- Born: Claudia Lynn Cowan July 31, 1963 (age 63) Mill Valley, California, U.S.
- Education: University of California, Santa Barbara University of California, Los Angeles
- Occupation: Television news reporter
- Television: Fox News
- Spouse: Steve Baker (div.)
- Partner: Ken LaCorte (2024–present)
- Children: 2
- Parent(s): Barbara Rush (mother) Warren Cowan (father) Barbara Cowan (stepmother)
- Relatives: Carolyn Hennesy (cousin) Melissa Gilbert (stepsister) Sara Gilbert (stepsister) Jonathan Gilbert (stepbrother)

= Claudia Cowan =

American television journalist

Claudia Lynn Cowan (born July 31, 1963) is an American television journalist who is a news reporter for Fox News.

== Early life and education ==
Cowan is the daughter of actress Barbara Rush (who also attended UC Santa Barbara) and publicist Warren Cowan, co-founder of Rogers & Cowan, a worldwide public relations firm. She attended the University of California, Santa Barbara prior to graduating from the University of California, Los Angeles.

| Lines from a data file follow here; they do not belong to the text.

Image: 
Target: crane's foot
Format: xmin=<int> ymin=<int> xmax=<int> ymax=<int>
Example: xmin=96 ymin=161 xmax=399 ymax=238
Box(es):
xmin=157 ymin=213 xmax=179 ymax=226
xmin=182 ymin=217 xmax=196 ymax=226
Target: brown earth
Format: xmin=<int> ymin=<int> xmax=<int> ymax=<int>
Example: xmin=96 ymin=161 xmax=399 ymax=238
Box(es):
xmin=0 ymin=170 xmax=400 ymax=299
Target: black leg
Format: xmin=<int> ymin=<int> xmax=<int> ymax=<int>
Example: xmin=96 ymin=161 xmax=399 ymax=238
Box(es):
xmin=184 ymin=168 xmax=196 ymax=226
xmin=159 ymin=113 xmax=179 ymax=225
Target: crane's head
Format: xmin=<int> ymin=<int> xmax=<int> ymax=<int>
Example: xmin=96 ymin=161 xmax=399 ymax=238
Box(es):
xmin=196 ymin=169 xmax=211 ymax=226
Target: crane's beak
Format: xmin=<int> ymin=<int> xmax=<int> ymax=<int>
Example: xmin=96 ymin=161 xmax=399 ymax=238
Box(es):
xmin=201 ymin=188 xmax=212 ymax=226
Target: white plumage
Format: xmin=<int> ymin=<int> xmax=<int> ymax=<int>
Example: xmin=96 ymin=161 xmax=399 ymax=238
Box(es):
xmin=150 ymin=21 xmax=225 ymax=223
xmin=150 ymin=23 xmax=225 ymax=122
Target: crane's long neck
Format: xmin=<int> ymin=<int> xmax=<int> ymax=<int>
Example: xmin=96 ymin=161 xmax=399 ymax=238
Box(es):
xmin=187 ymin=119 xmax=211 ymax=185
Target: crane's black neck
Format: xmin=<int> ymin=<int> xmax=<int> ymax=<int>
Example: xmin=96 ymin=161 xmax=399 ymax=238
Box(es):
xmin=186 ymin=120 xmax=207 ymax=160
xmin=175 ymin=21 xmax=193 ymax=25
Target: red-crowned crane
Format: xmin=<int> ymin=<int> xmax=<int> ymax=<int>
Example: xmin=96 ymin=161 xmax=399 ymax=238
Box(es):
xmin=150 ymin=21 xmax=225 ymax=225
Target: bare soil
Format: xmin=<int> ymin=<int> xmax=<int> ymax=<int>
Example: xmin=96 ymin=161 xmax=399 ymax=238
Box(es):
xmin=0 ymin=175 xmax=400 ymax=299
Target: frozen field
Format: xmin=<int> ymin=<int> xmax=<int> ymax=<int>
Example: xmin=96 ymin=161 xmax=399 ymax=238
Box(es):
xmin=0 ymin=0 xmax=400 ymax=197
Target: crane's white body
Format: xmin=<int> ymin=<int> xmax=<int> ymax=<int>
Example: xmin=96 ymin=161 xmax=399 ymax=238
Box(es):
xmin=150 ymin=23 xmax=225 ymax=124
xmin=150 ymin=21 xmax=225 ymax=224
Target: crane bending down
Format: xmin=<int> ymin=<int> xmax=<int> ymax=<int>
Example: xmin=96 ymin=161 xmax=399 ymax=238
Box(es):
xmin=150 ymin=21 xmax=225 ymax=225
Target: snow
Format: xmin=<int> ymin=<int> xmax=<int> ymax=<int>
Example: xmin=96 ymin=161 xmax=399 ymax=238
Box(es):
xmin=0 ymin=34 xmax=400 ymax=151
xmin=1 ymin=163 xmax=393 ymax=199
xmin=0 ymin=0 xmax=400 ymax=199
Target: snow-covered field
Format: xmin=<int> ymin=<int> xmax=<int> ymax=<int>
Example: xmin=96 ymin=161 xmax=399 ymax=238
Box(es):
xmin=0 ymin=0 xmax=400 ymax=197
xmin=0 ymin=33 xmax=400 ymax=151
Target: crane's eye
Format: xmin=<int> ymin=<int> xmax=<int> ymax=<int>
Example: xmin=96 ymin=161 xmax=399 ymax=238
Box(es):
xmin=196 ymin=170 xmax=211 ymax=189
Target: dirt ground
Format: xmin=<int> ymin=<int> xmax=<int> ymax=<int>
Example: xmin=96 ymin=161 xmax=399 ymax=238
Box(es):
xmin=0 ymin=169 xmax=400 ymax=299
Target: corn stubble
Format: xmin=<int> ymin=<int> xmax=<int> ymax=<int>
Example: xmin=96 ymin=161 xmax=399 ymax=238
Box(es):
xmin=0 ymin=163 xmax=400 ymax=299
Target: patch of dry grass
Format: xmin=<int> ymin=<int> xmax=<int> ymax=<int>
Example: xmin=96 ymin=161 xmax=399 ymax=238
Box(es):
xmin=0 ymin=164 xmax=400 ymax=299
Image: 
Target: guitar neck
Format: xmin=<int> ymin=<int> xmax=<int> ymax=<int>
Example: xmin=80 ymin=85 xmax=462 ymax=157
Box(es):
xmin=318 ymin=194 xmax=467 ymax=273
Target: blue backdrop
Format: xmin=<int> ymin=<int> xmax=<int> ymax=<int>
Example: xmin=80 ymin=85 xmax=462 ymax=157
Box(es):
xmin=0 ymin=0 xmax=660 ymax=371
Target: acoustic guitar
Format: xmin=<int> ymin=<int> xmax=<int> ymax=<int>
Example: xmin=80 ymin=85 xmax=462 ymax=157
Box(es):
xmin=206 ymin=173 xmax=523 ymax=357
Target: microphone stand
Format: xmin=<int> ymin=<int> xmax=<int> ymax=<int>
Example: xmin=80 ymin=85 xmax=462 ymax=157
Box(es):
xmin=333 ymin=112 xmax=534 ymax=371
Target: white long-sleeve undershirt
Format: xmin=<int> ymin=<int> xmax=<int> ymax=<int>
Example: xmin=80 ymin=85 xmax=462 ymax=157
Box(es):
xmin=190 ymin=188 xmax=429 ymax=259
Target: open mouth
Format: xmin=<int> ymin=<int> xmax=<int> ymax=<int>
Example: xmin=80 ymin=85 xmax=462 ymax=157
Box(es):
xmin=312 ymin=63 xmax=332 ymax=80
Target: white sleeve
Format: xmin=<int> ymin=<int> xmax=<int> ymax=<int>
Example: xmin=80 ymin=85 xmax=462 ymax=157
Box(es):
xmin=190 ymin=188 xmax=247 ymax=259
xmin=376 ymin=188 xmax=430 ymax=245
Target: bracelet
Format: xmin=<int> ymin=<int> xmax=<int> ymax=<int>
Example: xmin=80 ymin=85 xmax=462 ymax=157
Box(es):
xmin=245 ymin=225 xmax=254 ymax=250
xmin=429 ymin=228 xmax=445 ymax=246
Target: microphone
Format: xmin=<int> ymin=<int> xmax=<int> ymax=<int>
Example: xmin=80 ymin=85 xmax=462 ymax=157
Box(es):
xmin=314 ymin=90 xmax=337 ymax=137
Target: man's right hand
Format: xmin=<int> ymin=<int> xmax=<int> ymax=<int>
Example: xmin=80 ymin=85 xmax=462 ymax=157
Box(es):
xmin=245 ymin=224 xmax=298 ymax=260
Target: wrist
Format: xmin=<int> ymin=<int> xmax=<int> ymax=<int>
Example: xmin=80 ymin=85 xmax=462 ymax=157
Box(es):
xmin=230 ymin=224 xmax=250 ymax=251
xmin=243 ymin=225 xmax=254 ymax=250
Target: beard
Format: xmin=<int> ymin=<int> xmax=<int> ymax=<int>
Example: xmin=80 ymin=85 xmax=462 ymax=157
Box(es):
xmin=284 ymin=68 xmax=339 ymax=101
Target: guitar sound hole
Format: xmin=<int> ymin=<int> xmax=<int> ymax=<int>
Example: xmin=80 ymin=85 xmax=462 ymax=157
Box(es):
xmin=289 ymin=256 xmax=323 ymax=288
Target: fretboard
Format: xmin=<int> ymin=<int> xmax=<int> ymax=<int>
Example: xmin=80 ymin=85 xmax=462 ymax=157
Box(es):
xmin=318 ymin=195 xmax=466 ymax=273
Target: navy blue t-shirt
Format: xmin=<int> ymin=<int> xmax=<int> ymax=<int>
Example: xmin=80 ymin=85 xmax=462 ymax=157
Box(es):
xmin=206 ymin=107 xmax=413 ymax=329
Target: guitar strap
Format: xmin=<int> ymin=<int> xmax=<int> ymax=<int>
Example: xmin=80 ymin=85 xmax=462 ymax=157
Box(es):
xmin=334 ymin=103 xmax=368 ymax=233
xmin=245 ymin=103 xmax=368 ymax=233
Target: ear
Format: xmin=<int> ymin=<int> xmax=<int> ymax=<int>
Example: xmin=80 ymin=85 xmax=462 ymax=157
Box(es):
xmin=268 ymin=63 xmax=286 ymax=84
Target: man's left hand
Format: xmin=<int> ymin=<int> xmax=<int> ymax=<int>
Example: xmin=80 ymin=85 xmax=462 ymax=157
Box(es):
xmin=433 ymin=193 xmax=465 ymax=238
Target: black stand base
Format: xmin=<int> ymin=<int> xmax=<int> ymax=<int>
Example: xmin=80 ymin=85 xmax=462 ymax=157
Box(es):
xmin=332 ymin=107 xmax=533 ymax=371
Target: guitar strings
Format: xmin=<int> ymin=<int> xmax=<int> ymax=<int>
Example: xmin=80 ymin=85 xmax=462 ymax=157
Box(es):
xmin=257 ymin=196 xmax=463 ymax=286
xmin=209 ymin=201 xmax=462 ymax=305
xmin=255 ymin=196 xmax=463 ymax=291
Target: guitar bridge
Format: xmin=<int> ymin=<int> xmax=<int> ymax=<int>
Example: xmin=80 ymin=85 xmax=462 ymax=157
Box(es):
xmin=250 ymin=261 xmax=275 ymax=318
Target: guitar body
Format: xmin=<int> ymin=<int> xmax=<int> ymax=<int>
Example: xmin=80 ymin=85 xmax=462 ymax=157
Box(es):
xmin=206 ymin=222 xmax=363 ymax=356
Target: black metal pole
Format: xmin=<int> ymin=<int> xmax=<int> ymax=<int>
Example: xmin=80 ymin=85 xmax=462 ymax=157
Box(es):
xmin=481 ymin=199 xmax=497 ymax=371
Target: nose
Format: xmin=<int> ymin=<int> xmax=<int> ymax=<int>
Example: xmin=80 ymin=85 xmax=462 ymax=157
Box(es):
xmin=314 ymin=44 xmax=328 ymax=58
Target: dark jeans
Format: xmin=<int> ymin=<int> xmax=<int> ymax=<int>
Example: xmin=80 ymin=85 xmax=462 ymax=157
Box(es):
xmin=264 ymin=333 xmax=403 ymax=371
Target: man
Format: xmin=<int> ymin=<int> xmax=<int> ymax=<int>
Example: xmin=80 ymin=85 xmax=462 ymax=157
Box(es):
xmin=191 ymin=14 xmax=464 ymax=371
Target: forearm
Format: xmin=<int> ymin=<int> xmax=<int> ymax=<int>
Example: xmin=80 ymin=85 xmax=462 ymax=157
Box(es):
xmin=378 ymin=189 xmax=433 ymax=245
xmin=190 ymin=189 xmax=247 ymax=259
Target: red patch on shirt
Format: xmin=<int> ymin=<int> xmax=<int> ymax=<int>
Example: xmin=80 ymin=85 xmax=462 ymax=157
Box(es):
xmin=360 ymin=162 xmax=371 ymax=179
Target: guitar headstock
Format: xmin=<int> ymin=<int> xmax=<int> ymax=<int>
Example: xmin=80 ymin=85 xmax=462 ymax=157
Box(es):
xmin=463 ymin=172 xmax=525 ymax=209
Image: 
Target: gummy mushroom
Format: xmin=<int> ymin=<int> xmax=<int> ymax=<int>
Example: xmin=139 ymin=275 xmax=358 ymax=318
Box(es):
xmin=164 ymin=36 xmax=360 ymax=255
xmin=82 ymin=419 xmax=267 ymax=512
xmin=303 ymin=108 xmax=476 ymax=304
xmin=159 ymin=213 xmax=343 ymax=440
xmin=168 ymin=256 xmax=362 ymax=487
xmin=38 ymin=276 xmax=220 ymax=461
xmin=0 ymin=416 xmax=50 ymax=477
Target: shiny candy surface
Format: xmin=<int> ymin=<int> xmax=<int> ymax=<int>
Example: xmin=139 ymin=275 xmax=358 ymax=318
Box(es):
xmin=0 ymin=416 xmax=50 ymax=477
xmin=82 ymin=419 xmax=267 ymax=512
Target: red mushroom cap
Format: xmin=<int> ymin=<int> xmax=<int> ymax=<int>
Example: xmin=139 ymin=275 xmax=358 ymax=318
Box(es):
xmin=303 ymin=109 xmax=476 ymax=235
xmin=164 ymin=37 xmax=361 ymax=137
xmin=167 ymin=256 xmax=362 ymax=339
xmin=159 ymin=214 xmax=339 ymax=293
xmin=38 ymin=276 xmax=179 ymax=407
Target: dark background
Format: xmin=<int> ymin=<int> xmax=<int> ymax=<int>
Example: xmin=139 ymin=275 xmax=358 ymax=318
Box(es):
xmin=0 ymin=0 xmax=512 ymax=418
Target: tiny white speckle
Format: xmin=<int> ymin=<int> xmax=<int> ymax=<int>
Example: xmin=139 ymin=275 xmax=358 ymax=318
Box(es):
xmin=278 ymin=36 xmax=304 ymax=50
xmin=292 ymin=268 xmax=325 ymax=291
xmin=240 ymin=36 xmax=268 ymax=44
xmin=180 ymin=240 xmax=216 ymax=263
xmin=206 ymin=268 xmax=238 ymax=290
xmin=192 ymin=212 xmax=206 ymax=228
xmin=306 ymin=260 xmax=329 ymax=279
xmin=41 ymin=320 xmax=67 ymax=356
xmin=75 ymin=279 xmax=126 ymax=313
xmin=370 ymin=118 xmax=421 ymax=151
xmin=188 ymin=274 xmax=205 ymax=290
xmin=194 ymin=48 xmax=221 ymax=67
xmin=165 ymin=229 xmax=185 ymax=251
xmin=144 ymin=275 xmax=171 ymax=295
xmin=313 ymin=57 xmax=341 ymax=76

Cowan’s father married Barbara Crane Gilbert Abeles Udko in 1995 and they remained married until his death in 2008. He was her fourth husband. Barbara Crane was the daughter of The Honeymooners comedy writer Harry Crane and along with her first husband actor Paul Gilbert, adopted Melissa and Jonathan Gilbert of Little House on the Prairie fame. She is also the mother of actress Sara Gilbert with Harold Abeles, but Sara adopted the family’s famous acting surname. At age 32, Claudia became a stepsister to Melissa, Jonathan and Sara Gilbert.

== Career ==
She began her career at KTTV-TV (FOX) in Los Angeles, where she worked her way up from being a messenger to an on-air reporter. She then moved to KMST-TV in Monterey, California as a desk assistant, and worked her way up to reporter, anchor of the noon news, then co-anchor of the weekend evening news where she also spent time producing and editing. From there, she spent seven years at KOVR-TV13 (CBS) in Sacramento, California, covering breaking news and state politics, and anchoring the morning and midday newscasts. In 1995, she moved to KRON-4 (NBC) in San Francisco to report for the evening news.

In April 1998, she was hired by the newly launched Fox News, as their Bay Area correspondent. While reporting on the 2014 Isla Vista shootings on a May 26, 2014, Fox News newscast, she says she went to UCSB where the shootings occurred.

== Personal life ==
Cowan was previously married to sports agent Steve Baker and has twin children. She has been in a long-term relationship with former Fox News executive Ken LaCorte since at least 2024.